LE LION DE LA VICTOIRE

Un dîner de gala a lieu, ce soir-là, chez le gouverneur de l’Inde, au Jardin Neuf, où l’on est retourné aussitôt après la levée du siège, car depuis ce temps les jours se passent en fêtes et en réjouissances.

Cette victoire si importante, Dupleix l’a fait sonner bien haut, par politique, aux oreilles des princes indiens ; il a même écrit au Grand Mogol, pour lui faire savoir que les Français ont triomphé des forces européennes les plus considérables qui aient jamais paru dans l’Inde, et il a reçu de Delhi de vives félicitations. Son prestige a doublé, tandis que, aux yeux des indigènes, les Anglais n’ont plus aucune importance.

Parmi les hôtes d’aujourd’hui, on attend le prince Salabet-Cingh et Aly-Resa, le fils de Chanda-Saïb, le nabab dépossédé du Carnatic, puis tous les officiers, beaucoup de grands personnages, les hauts fonctionnaires et quelques riches banquiers arméniens.

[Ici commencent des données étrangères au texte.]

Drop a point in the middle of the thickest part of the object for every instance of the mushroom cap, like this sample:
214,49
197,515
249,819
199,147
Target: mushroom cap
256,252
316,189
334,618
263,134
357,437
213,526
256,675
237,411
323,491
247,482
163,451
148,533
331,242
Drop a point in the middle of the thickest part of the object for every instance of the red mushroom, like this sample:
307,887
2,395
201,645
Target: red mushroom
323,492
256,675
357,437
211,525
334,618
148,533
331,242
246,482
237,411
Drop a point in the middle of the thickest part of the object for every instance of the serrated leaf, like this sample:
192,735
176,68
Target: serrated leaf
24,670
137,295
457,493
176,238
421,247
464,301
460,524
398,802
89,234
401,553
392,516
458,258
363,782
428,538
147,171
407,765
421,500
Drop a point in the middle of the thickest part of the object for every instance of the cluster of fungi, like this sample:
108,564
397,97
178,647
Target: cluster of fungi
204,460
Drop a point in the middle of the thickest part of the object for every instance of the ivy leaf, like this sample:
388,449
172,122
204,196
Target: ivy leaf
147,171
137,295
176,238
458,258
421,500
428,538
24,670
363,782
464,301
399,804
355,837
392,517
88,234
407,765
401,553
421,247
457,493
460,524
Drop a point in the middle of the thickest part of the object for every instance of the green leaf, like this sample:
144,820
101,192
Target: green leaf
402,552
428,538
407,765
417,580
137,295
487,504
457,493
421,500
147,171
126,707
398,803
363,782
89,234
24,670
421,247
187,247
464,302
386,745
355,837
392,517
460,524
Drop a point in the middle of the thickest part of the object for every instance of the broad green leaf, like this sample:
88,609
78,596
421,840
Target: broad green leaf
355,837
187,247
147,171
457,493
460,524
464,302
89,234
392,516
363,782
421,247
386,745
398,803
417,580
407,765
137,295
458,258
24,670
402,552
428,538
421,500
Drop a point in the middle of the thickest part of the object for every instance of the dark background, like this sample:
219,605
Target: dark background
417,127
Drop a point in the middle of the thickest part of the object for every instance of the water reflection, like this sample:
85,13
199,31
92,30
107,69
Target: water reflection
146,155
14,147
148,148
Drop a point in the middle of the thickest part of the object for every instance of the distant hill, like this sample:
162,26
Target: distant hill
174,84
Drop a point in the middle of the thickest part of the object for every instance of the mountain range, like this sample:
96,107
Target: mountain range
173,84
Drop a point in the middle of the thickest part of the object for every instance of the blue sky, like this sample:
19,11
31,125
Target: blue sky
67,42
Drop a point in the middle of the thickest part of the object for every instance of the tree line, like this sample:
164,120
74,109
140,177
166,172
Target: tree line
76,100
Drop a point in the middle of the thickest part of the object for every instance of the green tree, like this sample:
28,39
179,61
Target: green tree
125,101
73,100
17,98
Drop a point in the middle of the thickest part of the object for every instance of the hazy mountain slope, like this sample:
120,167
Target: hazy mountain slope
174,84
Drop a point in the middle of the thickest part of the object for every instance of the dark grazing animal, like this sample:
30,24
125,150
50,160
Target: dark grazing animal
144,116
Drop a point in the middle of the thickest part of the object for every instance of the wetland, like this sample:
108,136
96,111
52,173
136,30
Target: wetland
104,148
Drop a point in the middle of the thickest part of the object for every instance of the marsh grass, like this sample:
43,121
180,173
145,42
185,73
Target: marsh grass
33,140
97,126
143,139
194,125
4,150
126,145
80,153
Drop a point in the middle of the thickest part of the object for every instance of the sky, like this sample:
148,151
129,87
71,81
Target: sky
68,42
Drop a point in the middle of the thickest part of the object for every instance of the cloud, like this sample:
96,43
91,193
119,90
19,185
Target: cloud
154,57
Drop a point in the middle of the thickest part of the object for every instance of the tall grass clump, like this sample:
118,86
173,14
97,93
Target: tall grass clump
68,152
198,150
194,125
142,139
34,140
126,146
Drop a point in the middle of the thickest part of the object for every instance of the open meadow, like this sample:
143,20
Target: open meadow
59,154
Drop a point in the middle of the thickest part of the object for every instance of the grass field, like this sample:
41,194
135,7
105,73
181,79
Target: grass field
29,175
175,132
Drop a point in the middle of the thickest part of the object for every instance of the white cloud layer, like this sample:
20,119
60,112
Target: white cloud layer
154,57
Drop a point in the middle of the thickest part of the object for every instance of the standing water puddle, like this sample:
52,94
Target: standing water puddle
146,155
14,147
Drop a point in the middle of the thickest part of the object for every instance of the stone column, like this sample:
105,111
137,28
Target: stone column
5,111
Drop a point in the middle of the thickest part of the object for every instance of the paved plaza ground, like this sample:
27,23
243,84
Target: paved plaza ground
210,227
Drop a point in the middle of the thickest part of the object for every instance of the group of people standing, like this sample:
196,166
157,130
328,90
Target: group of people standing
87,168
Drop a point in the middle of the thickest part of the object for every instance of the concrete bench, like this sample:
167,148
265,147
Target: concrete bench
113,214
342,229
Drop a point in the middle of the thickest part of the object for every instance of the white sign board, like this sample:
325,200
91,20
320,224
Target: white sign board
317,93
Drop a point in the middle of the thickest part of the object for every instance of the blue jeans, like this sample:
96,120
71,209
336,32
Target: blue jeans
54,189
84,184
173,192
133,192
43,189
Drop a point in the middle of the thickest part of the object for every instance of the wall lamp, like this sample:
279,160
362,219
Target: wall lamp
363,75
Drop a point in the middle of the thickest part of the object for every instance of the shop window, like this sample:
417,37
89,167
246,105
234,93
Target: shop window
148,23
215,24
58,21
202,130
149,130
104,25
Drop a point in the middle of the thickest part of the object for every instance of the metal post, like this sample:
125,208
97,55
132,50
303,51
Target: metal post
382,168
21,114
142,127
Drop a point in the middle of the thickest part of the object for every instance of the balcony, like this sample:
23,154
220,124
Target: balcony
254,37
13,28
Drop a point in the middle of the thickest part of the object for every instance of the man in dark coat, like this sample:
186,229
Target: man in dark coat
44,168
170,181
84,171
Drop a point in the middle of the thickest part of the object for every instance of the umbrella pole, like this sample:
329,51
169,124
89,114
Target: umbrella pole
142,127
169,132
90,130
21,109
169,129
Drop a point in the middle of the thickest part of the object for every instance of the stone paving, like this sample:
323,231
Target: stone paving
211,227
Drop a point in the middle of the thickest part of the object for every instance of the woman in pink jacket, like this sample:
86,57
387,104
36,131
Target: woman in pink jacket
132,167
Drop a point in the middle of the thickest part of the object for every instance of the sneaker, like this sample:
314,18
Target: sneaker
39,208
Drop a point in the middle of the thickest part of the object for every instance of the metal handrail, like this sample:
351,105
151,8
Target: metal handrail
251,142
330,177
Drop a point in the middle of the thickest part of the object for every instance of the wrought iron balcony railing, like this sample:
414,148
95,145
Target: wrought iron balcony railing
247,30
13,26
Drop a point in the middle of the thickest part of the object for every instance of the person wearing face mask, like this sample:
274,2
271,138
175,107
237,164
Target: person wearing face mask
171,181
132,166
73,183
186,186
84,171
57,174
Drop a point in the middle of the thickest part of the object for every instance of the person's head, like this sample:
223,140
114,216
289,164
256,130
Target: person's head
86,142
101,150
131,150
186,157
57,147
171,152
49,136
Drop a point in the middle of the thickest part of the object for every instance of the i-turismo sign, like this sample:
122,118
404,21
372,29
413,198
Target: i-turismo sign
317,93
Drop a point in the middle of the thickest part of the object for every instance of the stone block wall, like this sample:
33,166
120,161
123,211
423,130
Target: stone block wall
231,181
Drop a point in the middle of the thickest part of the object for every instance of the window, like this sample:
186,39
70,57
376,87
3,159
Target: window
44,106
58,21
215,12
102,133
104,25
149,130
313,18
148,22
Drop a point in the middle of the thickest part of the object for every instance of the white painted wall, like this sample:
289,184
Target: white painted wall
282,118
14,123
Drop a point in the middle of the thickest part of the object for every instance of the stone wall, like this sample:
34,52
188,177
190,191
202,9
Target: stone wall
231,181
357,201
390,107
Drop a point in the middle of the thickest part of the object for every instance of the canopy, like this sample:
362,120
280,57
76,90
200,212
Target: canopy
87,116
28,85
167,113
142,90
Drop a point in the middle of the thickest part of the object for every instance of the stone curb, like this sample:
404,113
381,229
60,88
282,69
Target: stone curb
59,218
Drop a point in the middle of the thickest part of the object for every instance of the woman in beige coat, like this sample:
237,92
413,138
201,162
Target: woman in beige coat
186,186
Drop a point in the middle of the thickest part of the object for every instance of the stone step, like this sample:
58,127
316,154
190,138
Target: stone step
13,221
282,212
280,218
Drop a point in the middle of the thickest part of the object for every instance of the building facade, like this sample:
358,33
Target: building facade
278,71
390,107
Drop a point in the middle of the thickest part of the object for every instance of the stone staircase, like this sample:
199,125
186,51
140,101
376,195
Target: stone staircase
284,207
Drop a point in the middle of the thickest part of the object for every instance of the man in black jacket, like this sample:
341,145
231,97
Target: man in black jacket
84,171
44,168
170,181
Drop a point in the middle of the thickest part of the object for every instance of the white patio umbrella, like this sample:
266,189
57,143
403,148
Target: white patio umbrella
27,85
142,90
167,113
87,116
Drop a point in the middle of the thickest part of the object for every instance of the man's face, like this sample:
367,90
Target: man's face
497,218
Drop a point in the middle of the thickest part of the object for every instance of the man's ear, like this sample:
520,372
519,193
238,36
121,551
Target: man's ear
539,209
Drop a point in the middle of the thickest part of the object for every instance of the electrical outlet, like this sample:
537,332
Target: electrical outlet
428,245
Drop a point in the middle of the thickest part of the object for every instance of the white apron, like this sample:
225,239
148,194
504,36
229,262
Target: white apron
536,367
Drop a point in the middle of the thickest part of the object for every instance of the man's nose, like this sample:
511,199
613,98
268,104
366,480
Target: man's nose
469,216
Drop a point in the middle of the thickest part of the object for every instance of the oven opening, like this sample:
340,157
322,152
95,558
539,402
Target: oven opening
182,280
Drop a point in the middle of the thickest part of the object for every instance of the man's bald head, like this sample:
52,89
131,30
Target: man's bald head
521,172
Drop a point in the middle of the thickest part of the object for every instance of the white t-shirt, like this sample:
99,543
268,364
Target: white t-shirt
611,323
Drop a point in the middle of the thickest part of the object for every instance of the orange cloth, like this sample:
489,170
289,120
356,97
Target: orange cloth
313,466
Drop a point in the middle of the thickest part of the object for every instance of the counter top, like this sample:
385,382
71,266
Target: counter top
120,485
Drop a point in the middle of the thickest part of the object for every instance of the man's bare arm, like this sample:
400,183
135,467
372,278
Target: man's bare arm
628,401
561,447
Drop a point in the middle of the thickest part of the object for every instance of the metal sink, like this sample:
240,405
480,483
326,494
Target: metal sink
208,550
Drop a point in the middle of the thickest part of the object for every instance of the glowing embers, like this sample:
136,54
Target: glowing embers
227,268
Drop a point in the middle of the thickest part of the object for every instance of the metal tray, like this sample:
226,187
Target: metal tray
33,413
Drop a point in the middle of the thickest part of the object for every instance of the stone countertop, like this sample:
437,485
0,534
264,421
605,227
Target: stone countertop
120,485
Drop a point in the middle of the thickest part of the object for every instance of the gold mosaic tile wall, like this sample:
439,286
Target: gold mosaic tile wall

La joie illumine tous les visages. Après s’être cru perdu, après les longues angoisses du siège, on renaît, plein de gloire, heureux de vivre.

Seul le marquis de Bussy, appuyé à une boiserie, indifférent à toute cette gaieté bruissante autour de lui, s’isole dans une rêverie profonde et douloureuse. Que lui importe la renommée qu’il a gagnée dans cette guerre ? la croix de Saint-Louis qui brille sur sa poitrine ? sous ses rayons il sent un vide affreux lui creuser le cœur. Rien n’est venu de Bangalore où toujours sa pensée retourne, malgré lui. Aucun messager n’apporte cette réponse attendue dans les transes du doute. Pendant le siège, l’absence de nouvelles était toute naturelle, mais depuis ?… Naïk explique le retard par le mauvais état des chemins ; la saison des pluies est de retour, les rivières torrentueuses sont devenues infranchissables, les routes des bourbiers, tout voyage est impossible pendant quelques semaines encore ; mais, plutôt, on a repoussé avec indignation sa folle prétention, on dédaigne de lui répondre. Pourtant le fakir Sata-Nanda semblait lui dire d’espérer ; et il espérait sans vouloir se l’avouer, et il attendait malgré l’inanité de son attente. Tant qu’il avait fallu se battre, l’ardeur de la lutte et la fatigue, brisant son corps, endormaient son impatience ; mais aujourd’hui elle prenait une acuité insoutenable, le brûlait de langueurs mortelles.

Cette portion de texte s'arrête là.